Él aceptó, aunque su corazón seguía siendo de Estrella. Con Verónica hubo respeto y comprensión, y hasta tuvieron una hija, Alba.
Con los años, Miguel volvió al pueblo de visita. Su madre ya estaba sola. Vio a Estrella, ahora una mujer del campo, casada con Zacarías, con tres hijos. Su belleza persistía, aunque el tiempo la había cambiado.
En cada encuentro, ambos luchaban contra lo que aún sentían. Tras esas visitas, Miguel bebía sin control, asustando a su mujer, hasta que la tormenta pasaba.
El tiempo siguió. Envejecieron. Los hijos se fueron. Verónica falleció, y Miguel se quedó solo, abrumado por la soledad.
—Padre, ven a vivir con nosotros— insistió Alba.
Él aceptó, pero en la ciudad solo anhelaba su pueblo. Un día, decidió volver.
—Estrella enviudó hace años— pensó.
Al llegar, encontró el lugar abandonado, su casa en ruinas. Estrella, ahora más entrada en carnes, llegó apoyada en un bastón.
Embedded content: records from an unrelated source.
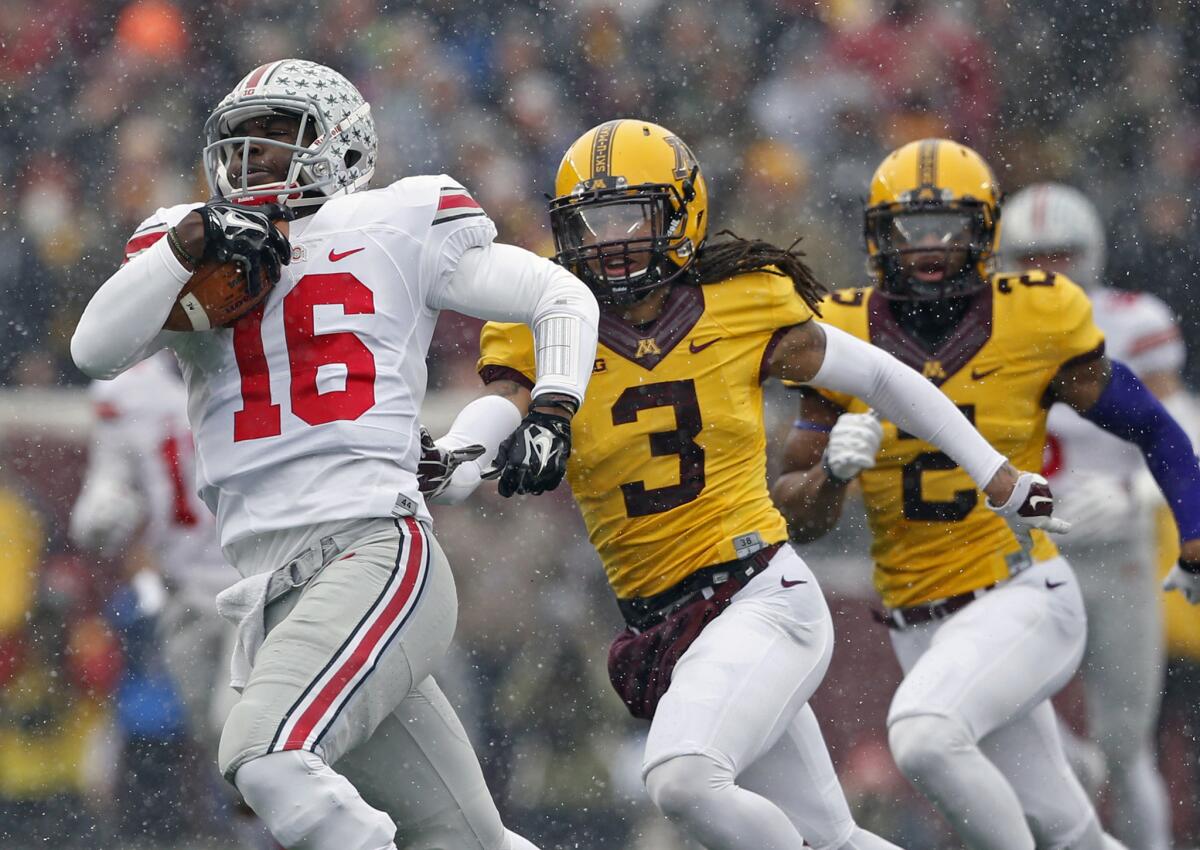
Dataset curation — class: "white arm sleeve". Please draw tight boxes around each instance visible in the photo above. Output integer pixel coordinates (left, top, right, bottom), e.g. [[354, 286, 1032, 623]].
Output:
[[808, 324, 1004, 489], [431, 243, 600, 403], [71, 239, 192, 379], [431, 395, 521, 504]]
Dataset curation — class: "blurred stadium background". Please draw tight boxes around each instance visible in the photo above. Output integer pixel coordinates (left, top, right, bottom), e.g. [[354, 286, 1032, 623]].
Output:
[[0, 0, 1200, 850]]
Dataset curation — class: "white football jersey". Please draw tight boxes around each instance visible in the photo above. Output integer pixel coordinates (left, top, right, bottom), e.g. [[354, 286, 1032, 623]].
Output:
[[84, 352, 239, 600], [1046, 288, 1187, 493], [127, 175, 496, 546]]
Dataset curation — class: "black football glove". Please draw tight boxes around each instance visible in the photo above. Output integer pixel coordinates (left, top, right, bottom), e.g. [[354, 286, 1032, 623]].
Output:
[[485, 411, 571, 496], [1163, 558, 1200, 605], [197, 200, 294, 297], [416, 425, 486, 499]]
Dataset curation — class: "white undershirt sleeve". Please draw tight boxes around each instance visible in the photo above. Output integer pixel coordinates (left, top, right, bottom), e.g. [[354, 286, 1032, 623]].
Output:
[[71, 239, 192, 379], [430, 243, 600, 403], [806, 323, 1006, 489]]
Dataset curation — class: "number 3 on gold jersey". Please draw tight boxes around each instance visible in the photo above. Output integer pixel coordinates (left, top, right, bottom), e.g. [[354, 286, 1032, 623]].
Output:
[[612, 379, 704, 516]]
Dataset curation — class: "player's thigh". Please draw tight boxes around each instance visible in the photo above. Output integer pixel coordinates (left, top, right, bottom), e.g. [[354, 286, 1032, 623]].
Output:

—Venid a mi casa— les dijo.
Esa noche hablaron sin parar. A la mañana, Miguel le confesó:
—Quiero quedarme aquí.
Alba se opuso, pero él insistió:
—He llevado mi amor por ti toda la vida.
Estrella dudó, pero al fin aceptó.
—Una semana, nada más.
Miguel se quedó. Hablaban sin cesar, recordando. Pero al quinto día, no despertó.
Estrella cerró sus ojos y lloró a gritos. Lo enterraron junto a sus padres, en el pueblo donde siempre vivió su amor.
Y así, aunque la vida los separó, el amor perdura más allá del tiempo. Porque el verdadero amor no se mide en días, sino en la huella que deja en el alma.